One of the safest places to visit to pick up security-related software is CERIAS (used to be COAST), ftp://ftp.cerias.cs.purdue.edu/pub/tools/, a project of Purdue University. What makes this site safer than most is that they keep archives on CDROMs. This makes it very difficult for a remote attacker to replace security software with a trojanned version (as happened early in 1999 to Wietse Venema's old site). COAST had a Web server, but this has been replaced with the CERIAS Web site, which will at least point you to the same FTP site listed above, as well as providing information about the replacement for COAST.
CERT, the Computer Emergency Response Team for the US, also maintains an FTP server with some tools as well as a Web Server. You may find information papers here as well. There are other teams outside of the US with useful reposititories and information, such as AUSCERT (Australian CERT). Others do exist and will be added later.
There are also sites that maintain useful indexes to security software. Two of my favorite include the Nist Web site and the NIH Web site. These are indexes and short explanations of UNIX security tools.
The US Department of Energy's CIAC site (Computer Incident Advisory Council) has a FTP server with UNIX tools.
The Security Statisitics has some useful tools, particularly a tool for matching ports to services--or trojans that use that port address. SANS keeps has an interesting site as well Incidents.org , that presents a graphic of incident counts by port address.
VPNLabs includes useful reference material about VPNs, as well as pointers to reviews of VPN products, information about setting up the VPN software bundled with BSD, Linux, and Windows operating systems.
Bugtraq is a full-disclosure mail list monitored by Elias Levy (also known as Aleph1). You can join Bugtraq by visiting Security Focus. There are other mailing lists run from this site, as well as security resources, such as patch lists for Windows systems, exploits, and security software. Bugtraq often has news of new attacks long before you will learn of them from other sources, and does include the source code and directions for new attacks (that is what full-disclosure means.
Some programmers calling themselves The Shmoo Group has posted an updated list of resources for writing secure programming code, including C, Perl, and CGI scripts.
FIRST, the Forum of Incident Response Teams, provides a Web server with information about becoming a FIRST member.

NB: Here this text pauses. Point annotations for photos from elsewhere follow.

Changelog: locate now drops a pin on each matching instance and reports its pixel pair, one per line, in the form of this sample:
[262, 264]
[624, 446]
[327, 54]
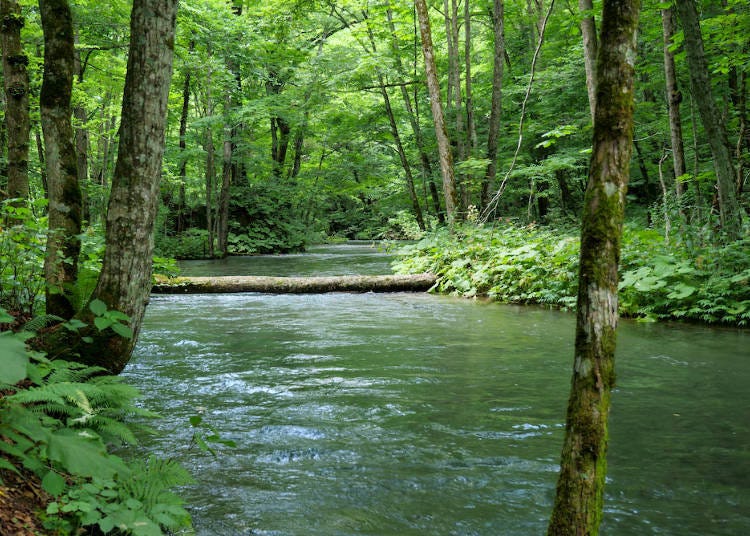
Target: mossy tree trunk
[441, 133]
[496, 108]
[65, 202]
[580, 488]
[16, 81]
[730, 212]
[125, 280]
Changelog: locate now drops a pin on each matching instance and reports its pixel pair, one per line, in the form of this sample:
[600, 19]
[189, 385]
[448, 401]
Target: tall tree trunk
[674, 98]
[588, 30]
[402, 156]
[63, 243]
[414, 122]
[16, 82]
[222, 234]
[81, 132]
[471, 129]
[433, 87]
[185, 110]
[580, 488]
[730, 212]
[125, 280]
[493, 128]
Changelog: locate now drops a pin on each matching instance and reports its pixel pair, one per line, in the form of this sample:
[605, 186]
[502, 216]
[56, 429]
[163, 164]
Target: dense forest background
[293, 121]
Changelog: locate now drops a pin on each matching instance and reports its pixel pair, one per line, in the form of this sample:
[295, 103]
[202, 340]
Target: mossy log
[296, 285]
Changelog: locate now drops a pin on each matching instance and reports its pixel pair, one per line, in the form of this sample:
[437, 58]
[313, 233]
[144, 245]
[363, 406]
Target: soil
[21, 498]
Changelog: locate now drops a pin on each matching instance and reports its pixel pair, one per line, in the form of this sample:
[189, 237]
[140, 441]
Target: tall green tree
[730, 211]
[16, 85]
[65, 202]
[125, 280]
[583, 467]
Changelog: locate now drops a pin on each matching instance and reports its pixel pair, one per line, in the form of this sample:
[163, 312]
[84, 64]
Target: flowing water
[409, 414]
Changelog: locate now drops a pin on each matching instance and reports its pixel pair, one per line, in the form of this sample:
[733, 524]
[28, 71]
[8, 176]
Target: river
[409, 414]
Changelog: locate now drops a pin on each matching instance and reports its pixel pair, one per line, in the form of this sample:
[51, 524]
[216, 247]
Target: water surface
[406, 414]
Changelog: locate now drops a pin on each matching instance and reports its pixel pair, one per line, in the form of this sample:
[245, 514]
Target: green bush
[540, 265]
[57, 419]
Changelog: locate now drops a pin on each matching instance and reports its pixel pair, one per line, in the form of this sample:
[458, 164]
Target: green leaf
[53, 483]
[98, 307]
[13, 358]
[102, 323]
[122, 330]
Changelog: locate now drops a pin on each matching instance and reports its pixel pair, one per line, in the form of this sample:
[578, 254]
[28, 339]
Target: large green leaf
[13, 358]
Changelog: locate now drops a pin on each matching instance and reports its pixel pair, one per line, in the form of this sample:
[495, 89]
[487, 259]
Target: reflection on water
[412, 414]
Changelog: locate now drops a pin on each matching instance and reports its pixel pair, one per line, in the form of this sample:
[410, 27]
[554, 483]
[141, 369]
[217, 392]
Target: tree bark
[16, 83]
[730, 212]
[125, 280]
[441, 133]
[182, 203]
[493, 128]
[580, 488]
[674, 98]
[588, 31]
[63, 243]
[297, 285]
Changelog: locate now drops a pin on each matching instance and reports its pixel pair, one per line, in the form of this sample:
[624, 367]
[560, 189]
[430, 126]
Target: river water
[409, 414]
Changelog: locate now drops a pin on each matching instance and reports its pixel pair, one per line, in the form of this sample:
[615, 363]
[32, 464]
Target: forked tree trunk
[730, 212]
[16, 82]
[63, 242]
[580, 488]
[441, 133]
[674, 97]
[588, 31]
[125, 279]
[493, 129]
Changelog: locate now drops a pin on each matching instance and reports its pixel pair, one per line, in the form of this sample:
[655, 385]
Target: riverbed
[414, 414]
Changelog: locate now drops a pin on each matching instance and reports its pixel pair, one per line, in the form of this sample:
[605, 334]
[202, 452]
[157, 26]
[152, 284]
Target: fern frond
[42, 321]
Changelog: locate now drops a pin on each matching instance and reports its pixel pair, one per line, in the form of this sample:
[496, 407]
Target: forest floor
[21, 499]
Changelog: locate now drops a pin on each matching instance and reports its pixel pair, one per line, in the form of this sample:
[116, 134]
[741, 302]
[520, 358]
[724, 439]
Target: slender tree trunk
[226, 182]
[493, 129]
[674, 98]
[16, 84]
[588, 30]
[210, 177]
[63, 243]
[125, 280]
[185, 110]
[471, 129]
[402, 156]
[441, 133]
[414, 122]
[730, 212]
[580, 488]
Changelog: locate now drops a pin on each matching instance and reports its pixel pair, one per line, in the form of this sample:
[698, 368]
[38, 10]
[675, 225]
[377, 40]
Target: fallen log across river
[296, 285]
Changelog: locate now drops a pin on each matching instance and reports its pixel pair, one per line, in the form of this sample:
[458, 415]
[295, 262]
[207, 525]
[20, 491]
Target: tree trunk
[63, 243]
[433, 87]
[674, 98]
[402, 156]
[125, 280]
[414, 122]
[580, 488]
[493, 129]
[730, 212]
[588, 30]
[16, 82]
[181, 203]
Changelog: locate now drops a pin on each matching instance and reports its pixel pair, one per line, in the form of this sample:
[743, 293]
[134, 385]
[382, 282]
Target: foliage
[22, 247]
[57, 423]
[515, 264]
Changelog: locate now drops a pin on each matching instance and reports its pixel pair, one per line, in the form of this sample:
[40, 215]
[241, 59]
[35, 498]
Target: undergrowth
[539, 265]
[58, 420]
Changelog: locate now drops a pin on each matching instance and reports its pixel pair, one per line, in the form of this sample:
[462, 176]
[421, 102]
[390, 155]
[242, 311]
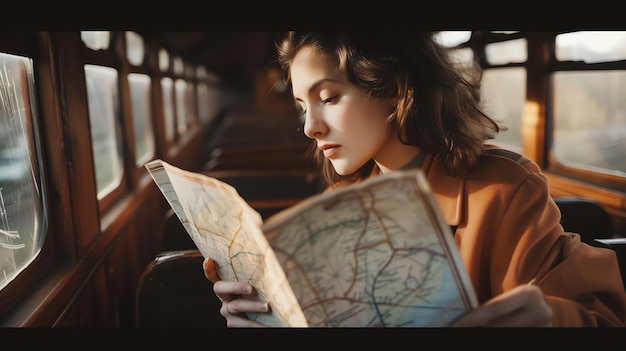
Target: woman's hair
[438, 107]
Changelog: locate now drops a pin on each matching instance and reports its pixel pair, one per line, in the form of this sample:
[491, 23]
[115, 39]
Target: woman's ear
[394, 102]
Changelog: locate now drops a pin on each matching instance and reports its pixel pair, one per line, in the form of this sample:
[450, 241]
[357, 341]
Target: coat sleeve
[582, 283]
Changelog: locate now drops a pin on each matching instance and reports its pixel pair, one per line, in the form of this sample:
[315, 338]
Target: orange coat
[508, 233]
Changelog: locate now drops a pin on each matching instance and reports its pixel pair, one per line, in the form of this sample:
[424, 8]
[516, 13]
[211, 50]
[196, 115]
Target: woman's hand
[523, 306]
[234, 306]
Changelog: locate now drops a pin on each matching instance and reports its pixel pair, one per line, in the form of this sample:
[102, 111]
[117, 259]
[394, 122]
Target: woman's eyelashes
[326, 101]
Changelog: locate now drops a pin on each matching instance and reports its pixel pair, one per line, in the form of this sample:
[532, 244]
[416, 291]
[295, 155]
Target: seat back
[585, 217]
[173, 292]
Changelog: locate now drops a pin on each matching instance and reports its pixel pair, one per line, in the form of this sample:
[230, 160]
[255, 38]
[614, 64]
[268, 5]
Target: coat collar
[448, 189]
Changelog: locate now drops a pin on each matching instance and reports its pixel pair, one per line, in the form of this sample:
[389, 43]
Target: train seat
[173, 292]
[594, 225]
[585, 217]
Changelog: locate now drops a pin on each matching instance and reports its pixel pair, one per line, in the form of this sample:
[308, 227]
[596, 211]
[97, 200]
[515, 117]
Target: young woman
[384, 101]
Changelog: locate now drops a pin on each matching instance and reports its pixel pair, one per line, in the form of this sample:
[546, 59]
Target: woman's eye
[329, 100]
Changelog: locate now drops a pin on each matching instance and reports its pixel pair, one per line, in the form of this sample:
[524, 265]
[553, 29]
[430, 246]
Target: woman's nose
[314, 126]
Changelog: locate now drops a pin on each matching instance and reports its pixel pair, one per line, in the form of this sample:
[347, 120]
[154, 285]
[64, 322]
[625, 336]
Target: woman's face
[349, 126]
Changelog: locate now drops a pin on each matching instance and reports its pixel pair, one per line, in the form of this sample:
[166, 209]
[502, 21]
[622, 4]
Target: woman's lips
[329, 150]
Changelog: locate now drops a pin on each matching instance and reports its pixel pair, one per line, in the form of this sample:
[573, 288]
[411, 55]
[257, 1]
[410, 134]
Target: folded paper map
[372, 254]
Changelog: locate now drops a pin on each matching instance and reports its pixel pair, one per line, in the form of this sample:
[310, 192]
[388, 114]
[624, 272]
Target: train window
[201, 72]
[96, 40]
[452, 38]
[180, 87]
[135, 48]
[190, 103]
[591, 46]
[178, 66]
[507, 52]
[590, 120]
[589, 111]
[140, 97]
[164, 60]
[204, 112]
[167, 88]
[22, 204]
[104, 114]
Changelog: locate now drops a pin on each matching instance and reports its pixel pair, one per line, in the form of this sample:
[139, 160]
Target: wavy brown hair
[438, 109]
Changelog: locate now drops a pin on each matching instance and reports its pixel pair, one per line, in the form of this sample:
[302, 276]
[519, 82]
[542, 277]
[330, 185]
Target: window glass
[204, 112]
[180, 87]
[591, 46]
[22, 204]
[178, 66]
[510, 51]
[141, 102]
[164, 60]
[135, 48]
[503, 93]
[201, 72]
[452, 38]
[96, 40]
[190, 103]
[167, 88]
[104, 116]
[590, 120]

You can get the entire list of port numbers as created by the Internet Assigned Number Authority IANA ftp://ftp.isi.edu/in-notes/iana/assignments/port-numbers). Note that this is about one-quarter of a megabyte. This site includes a much shorter list of interesting ports.

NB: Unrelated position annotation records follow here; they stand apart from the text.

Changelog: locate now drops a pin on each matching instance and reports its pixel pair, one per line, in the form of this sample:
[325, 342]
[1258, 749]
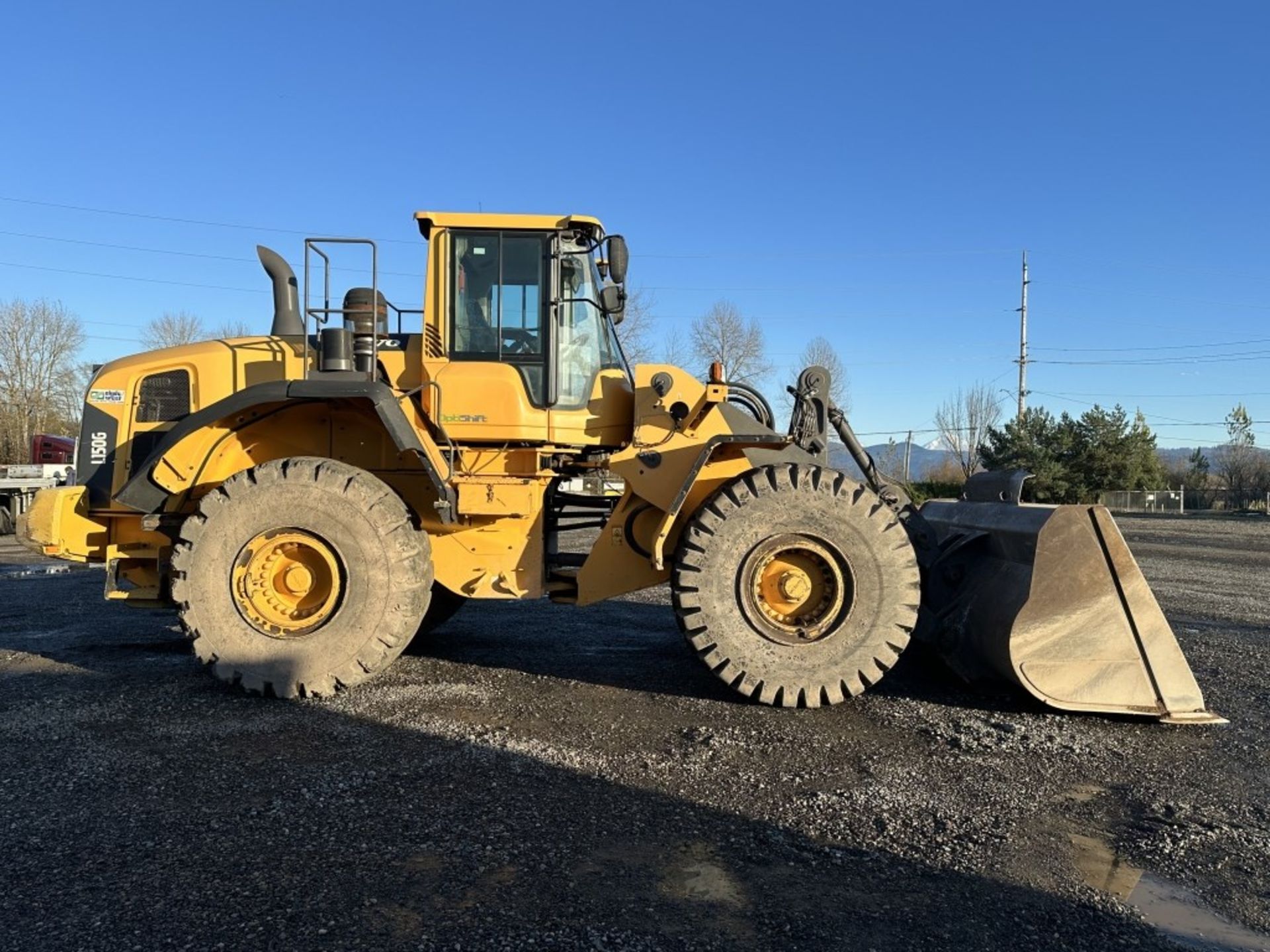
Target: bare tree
[964, 420]
[724, 335]
[635, 332]
[821, 352]
[675, 349]
[233, 329]
[172, 329]
[37, 358]
[1238, 461]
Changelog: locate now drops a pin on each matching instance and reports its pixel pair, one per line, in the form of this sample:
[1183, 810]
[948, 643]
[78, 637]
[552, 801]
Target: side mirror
[618, 258]
[613, 299]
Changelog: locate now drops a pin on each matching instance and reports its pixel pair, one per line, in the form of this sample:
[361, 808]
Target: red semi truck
[51, 463]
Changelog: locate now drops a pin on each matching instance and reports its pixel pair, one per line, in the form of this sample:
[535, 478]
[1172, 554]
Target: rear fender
[177, 462]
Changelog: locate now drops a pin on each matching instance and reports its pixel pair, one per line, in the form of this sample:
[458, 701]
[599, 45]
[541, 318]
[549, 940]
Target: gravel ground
[549, 777]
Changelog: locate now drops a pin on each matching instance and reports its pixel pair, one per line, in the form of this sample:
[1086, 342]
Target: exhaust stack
[287, 321]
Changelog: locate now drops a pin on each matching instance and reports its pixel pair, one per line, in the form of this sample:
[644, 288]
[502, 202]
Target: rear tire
[796, 586]
[345, 535]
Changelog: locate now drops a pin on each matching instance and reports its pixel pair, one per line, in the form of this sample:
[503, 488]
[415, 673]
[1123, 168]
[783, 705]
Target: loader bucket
[1050, 598]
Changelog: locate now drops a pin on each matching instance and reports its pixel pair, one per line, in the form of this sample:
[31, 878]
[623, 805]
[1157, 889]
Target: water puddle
[698, 876]
[1174, 910]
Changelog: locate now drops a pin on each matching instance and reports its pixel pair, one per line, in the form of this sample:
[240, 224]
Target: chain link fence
[1176, 500]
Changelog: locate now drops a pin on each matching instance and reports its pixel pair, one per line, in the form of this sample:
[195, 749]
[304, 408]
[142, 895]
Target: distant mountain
[890, 459]
[1174, 456]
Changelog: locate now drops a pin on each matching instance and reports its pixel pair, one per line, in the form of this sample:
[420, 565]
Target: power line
[192, 254]
[1161, 347]
[1166, 361]
[1165, 298]
[130, 277]
[178, 221]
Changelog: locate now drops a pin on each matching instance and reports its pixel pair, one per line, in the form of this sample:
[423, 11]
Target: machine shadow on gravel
[145, 804]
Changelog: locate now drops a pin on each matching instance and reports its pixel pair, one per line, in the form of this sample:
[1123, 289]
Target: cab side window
[499, 295]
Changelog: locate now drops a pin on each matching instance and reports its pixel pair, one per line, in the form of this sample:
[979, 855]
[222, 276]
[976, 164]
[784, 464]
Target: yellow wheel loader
[314, 499]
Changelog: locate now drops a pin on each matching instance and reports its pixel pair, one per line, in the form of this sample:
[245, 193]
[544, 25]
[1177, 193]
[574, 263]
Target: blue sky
[867, 172]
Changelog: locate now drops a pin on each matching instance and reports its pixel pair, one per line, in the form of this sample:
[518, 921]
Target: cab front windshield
[588, 342]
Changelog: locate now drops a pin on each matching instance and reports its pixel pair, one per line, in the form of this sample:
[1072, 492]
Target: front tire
[302, 576]
[796, 586]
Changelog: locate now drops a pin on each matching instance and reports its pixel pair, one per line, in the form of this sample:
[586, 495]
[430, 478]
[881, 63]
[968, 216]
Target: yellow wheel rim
[286, 583]
[795, 588]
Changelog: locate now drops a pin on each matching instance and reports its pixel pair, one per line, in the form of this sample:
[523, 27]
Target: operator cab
[526, 324]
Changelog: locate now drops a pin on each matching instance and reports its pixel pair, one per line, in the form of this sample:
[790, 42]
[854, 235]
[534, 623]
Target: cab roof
[495, 221]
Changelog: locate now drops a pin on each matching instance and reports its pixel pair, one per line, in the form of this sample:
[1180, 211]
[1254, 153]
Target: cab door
[495, 385]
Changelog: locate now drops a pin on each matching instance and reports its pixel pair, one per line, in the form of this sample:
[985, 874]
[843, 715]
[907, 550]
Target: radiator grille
[164, 397]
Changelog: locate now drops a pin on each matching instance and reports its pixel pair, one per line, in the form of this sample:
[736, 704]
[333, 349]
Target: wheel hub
[286, 583]
[795, 589]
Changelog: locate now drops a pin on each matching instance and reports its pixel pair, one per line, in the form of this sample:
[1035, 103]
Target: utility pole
[1023, 344]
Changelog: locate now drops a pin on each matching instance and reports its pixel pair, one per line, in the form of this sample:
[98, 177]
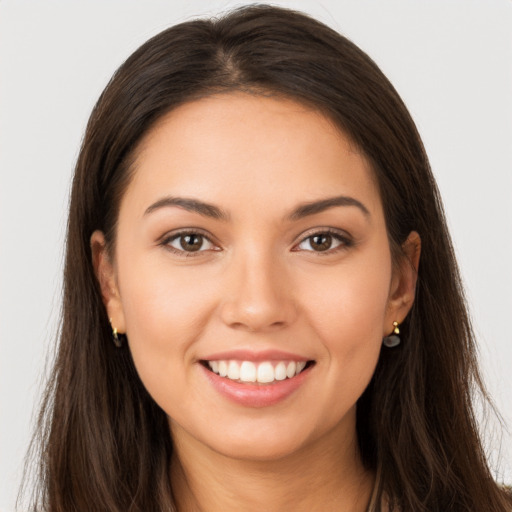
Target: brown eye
[323, 242]
[190, 242]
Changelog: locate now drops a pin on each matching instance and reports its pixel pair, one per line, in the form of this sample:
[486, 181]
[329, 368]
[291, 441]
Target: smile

A list of ICMP types can be found on my site.
The CSI Firewall Search Engine includes information provided by vendors that can help you select firewalls products or free software to evaluate.
Some sites sponsered by "hackers" also contain useful information. In some cases, the "hackers" maintain these sites as a form of advertising for their security consulting businesses. The sites mentioned here are run by security consulting firms that choose to flaunt their hands-on experience with security. As far as trusting these sites, you can, as their businesses really on being trustworthy.

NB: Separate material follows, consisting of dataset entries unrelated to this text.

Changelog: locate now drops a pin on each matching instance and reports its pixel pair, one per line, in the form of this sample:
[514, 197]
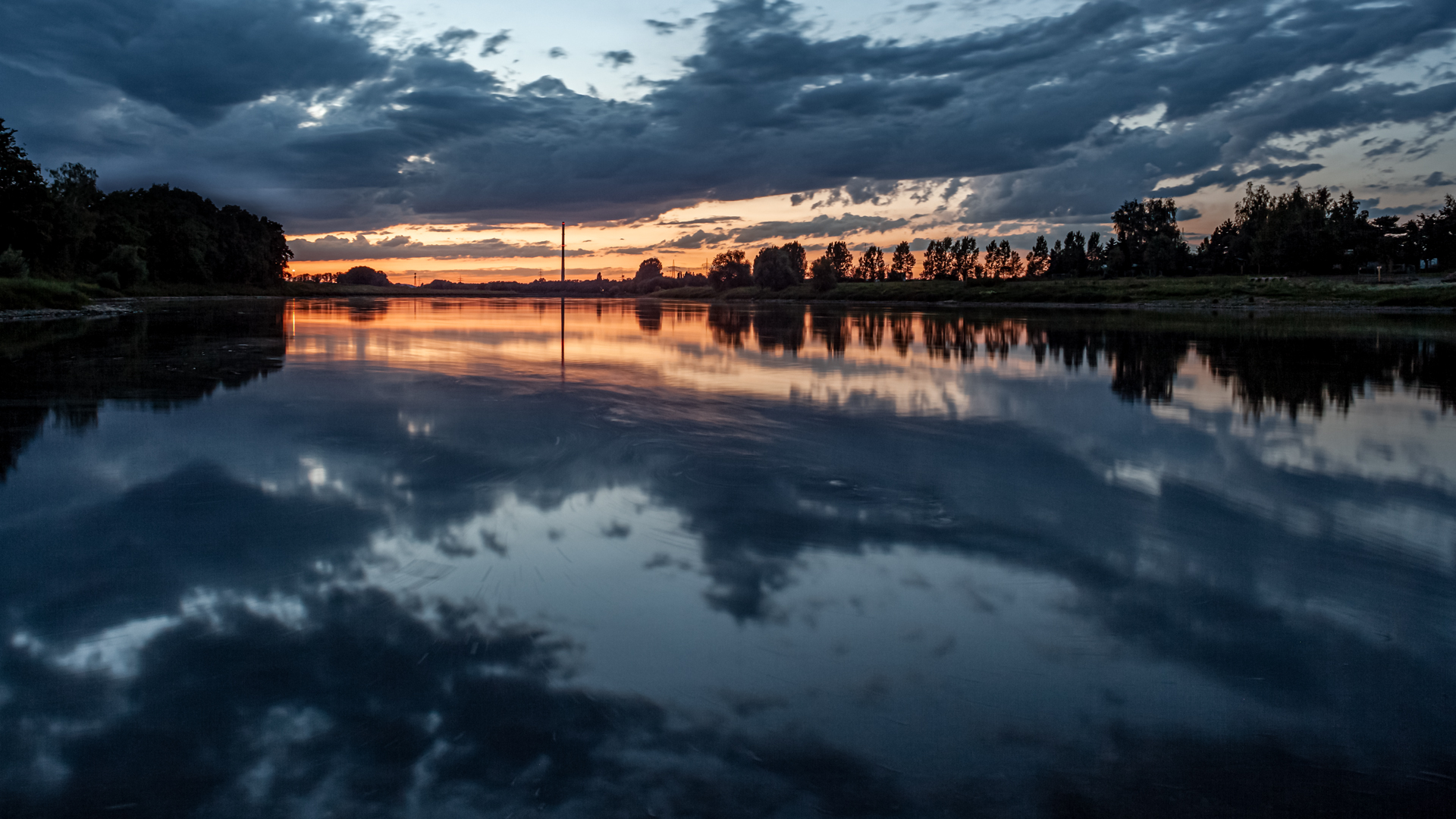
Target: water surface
[635, 558]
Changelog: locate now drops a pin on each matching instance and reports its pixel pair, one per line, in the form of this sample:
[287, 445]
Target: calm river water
[612, 558]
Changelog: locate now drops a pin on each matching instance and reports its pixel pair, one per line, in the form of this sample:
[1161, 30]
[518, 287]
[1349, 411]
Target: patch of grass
[41, 293]
[1229, 290]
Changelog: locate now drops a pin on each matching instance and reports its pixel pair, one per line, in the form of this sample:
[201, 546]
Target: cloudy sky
[452, 137]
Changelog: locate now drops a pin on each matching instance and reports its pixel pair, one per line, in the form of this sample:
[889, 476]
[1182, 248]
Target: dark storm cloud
[494, 42]
[194, 58]
[405, 248]
[618, 58]
[820, 226]
[1025, 110]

Note that I personally prefer the definition of hackers that existed before the connotation of hackers as 'people who break into systems' came into being. Hackers of old were interested in anything having to do with computers, and exploring other people's online systems, if they were left in an open state, was considered reasonable behaviour. For more on this subject, I recommend reading Steven Levy's book "Hackers". For other views on this subject, visit What is a Hacker? or Hacker Ethics.
Visit Hobbit's site for the source of netcat, as well as other interesting papers and tools. You must use an FTP client, as he has hacked his Web and FTP servers, and using your Web browser to download netcat won't "hack" it. Try ftp.avian.org, the /src/hacks directory, and download nc110.tgz for the UNIX version of a useful tool for probing your own networks, setting up dummy servers for testing, etc. You can also find L5, a simplified version of tripwire, here as well. I wrote a simplified man page for nc. Netcat has both good and evil uses.
You can also find netcat at the atstake Tools page. There are lots of over useful tools here, such as dcetest, for scanning Windows RPC services, and tools for debugging PalmOS, using a Palm as a war dialer, etc. The l0pht merged with atstake, so this is where you will find links to l0phtcrack as well. Foundstone, another security consulting company, also has tools at their site.Nomad Mobile Research Centre has FAQs on hacking both NT and Novell Netware, as well as some tools, such as the NetBIOS Auditing Tool, or NAT, which can be used to brute force password guessing against any Microsoft server that has port 139/tcp open. You can get a binary copy of Rhino9's ogre tool here as well.
Fyodor's scanning tool, nmap is probably the premier network scannning tool in existence today. It includes features of netcat, ptcp, strobe, and other tools into one neat package. Nmap includes stealthy scanning as well as TCP fingerprinting techniques.